Nightmare Inn
- Author: Todd Strasser (as T. S. Rue)
- Country: United States
- Language: English
- Genre: Young adult horror
- Publisher: HarperPrism
- No. of books: ([[1. Nightmare Inn; 2. Room 13; 3. The Pool; 4. The Attic; |List of books]])

= Nightmare Inn =

Novel series by Todd Strasser

Nightmare Inn is a series of young adult horror novels by Todd Strasser, who penned the books using the pseudonym T. S. Rue. It is a brief series that contains only four installments, all of them published in 1993: Nightmare Inn, Room 13, The Pool, and The Attic. The books were distributed by HarperPrism, who released them in both paperback and hardcover editions.

The books were published in the same time period in which R.L. Stine was enjoying phenomenal success with his highly popular Fear Street novels, but Strasser's saga was short-lived; whether this was the intention of the author or the result of poor sales is unknown, but the entire series has been out of print for many years.

HarperCollins included the books in its Nightmares series, a group of novels that have no relation to each other besides their themes of horror.
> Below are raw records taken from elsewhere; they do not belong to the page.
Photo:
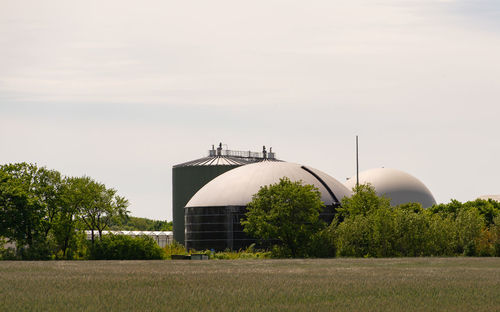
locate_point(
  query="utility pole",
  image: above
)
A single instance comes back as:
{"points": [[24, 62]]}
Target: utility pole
{"points": [[357, 163]]}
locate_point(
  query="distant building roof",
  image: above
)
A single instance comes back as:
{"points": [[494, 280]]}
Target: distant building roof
{"points": [[494, 197], [224, 157], [399, 186]]}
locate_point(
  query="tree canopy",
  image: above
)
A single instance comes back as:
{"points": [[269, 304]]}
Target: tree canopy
{"points": [[286, 212], [43, 212]]}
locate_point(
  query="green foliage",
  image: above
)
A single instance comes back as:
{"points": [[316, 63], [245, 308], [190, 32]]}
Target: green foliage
{"points": [[139, 224], [174, 248], [287, 212], [363, 201], [248, 253], [123, 247], [44, 214], [488, 209]]}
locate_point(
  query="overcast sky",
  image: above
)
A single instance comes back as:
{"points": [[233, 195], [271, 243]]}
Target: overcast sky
{"points": [[123, 90]]}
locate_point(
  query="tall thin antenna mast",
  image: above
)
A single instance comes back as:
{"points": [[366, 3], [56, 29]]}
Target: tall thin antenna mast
{"points": [[357, 163]]}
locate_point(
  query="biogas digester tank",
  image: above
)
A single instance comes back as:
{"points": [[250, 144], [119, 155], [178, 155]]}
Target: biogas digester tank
{"points": [[189, 177]]}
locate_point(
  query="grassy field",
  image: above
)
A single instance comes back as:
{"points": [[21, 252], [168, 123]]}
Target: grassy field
{"points": [[415, 284]]}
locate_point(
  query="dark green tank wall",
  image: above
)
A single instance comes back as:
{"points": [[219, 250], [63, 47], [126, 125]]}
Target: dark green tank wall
{"points": [[186, 181]]}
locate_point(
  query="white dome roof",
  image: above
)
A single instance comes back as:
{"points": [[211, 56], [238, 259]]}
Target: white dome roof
{"points": [[237, 186], [399, 186]]}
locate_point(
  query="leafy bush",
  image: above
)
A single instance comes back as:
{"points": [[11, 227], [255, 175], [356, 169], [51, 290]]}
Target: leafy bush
{"points": [[174, 249], [122, 247], [249, 253]]}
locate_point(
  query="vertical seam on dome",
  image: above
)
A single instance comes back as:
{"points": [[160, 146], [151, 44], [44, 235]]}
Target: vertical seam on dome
{"points": [[322, 182]]}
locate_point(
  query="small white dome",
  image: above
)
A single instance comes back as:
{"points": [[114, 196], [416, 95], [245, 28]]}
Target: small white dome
{"points": [[399, 186], [237, 186]]}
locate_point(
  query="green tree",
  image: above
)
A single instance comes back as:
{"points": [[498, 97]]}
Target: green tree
{"points": [[363, 200], [287, 212], [29, 202], [97, 205]]}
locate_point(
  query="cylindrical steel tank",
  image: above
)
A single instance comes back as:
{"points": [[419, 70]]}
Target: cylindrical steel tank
{"points": [[189, 177]]}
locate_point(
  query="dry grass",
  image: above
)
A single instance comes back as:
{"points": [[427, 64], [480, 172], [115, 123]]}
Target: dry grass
{"points": [[416, 284]]}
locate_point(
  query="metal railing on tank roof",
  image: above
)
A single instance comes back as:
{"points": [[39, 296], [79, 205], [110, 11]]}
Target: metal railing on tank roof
{"points": [[241, 154]]}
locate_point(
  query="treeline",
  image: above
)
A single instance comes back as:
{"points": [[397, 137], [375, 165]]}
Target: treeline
{"points": [[370, 227], [139, 224], [45, 214], [367, 226]]}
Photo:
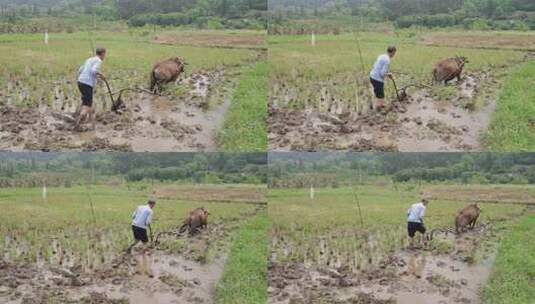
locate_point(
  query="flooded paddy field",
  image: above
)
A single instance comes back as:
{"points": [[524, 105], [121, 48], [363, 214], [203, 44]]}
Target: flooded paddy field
{"points": [[323, 251], [39, 100], [55, 251], [320, 95]]}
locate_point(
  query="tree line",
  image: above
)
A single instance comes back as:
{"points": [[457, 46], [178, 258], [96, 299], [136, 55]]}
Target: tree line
{"points": [[197, 13], [37, 169], [471, 14], [304, 170]]}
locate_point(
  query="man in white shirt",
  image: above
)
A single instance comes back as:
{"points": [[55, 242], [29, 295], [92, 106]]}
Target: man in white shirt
{"points": [[88, 74], [141, 220], [415, 219], [379, 72]]}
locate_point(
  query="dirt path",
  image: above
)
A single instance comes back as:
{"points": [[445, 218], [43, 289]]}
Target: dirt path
{"points": [[148, 124], [424, 123], [186, 269], [408, 276], [177, 278]]}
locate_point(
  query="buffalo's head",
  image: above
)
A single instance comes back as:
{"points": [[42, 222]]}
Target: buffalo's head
{"points": [[461, 60]]}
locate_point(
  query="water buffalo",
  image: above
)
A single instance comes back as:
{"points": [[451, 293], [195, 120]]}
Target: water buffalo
{"points": [[165, 72], [448, 69], [467, 217], [196, 219]]}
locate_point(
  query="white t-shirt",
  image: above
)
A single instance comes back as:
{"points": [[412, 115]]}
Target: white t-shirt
{"points": [[142, 217], [416, 213], [88, 71], [380, 68]]}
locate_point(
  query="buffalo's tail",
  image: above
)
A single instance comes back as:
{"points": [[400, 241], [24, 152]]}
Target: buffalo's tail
{"points": [[153, 81]]}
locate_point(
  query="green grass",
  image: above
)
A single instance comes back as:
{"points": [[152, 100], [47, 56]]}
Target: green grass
{"points": [[302, 228], [307, 76], [245, 277], [513, 124], [34, 73], [245, 125], [513, 276], [34, 229]]}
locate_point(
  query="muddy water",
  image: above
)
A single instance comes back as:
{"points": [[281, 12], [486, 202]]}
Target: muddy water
{"points": [[176, 280], [424, 122], [148, 124], [409, 276]]}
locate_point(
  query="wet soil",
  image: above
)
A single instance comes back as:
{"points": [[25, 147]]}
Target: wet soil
{"points": [[423, 122], [474, 193], [207, 39], [408, 276], [184, 269], [176, 280], [148, 123], [212, 193]]}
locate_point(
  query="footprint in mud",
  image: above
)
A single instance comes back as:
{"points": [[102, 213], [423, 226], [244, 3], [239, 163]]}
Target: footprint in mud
{"points": [[423, 122], [146, 124], [406, 277]]}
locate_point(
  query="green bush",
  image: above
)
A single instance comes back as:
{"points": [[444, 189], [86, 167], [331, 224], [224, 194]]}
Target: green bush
{"points": [[438, 20]]}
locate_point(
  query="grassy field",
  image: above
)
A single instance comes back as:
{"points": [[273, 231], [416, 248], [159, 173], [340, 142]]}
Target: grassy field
{"points": [[33, 70], [302, 228], [513, 124], [245, 127], [244, 279], [512, 279], [40, 76], [303, 75], [61, 230]]}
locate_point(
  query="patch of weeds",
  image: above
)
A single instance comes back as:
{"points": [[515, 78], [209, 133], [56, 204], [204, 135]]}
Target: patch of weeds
{"points": [[174, 246], [442, 246], [442, 92]]}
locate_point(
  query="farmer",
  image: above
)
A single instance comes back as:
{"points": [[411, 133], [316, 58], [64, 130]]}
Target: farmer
{"points": [[142, 218], [88, 74], [378, 74], [416, 220]]}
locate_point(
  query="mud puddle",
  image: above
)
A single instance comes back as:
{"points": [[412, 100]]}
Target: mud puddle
{"points": [[408, 276], [176, 280], [422, 122], [185, 269], [147, 124]]}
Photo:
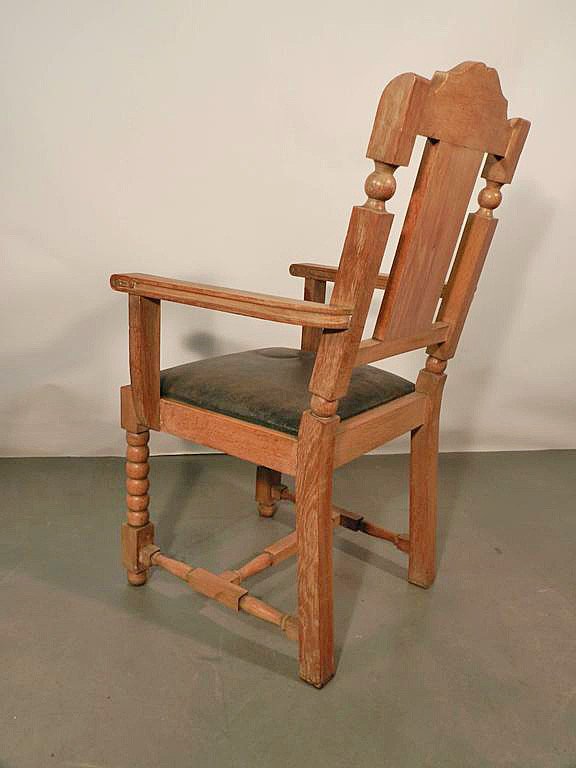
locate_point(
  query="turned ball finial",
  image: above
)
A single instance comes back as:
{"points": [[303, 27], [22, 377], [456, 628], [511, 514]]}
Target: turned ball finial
{"points": [[380, 186], [435, 365], [489, 198]]}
Nightmare Inn, The Pool and The Attic were published in an anthology called Nightmare Inn: Three Books In One.

==Plot overview==
All the books of the series are set at the same location, the New Arcadia Inn, formerly known as the Arcadia Inn. The resort is luxurious and located in a forest in the northeastern part of the United States. It has a gruesome history of murder and violence from beyond the grave. All the primary characters are teenagers, which is a common format of the young adult novels. Though each book is a stand-alone story, they are all inter-connected by two recurring characters, a young girl named Sarah (who plays an important part in the first novel and is portrayed as a secondary character in subsequent stories) and the inn's caretaker/manager, who is intimately familiar with the hotel's history.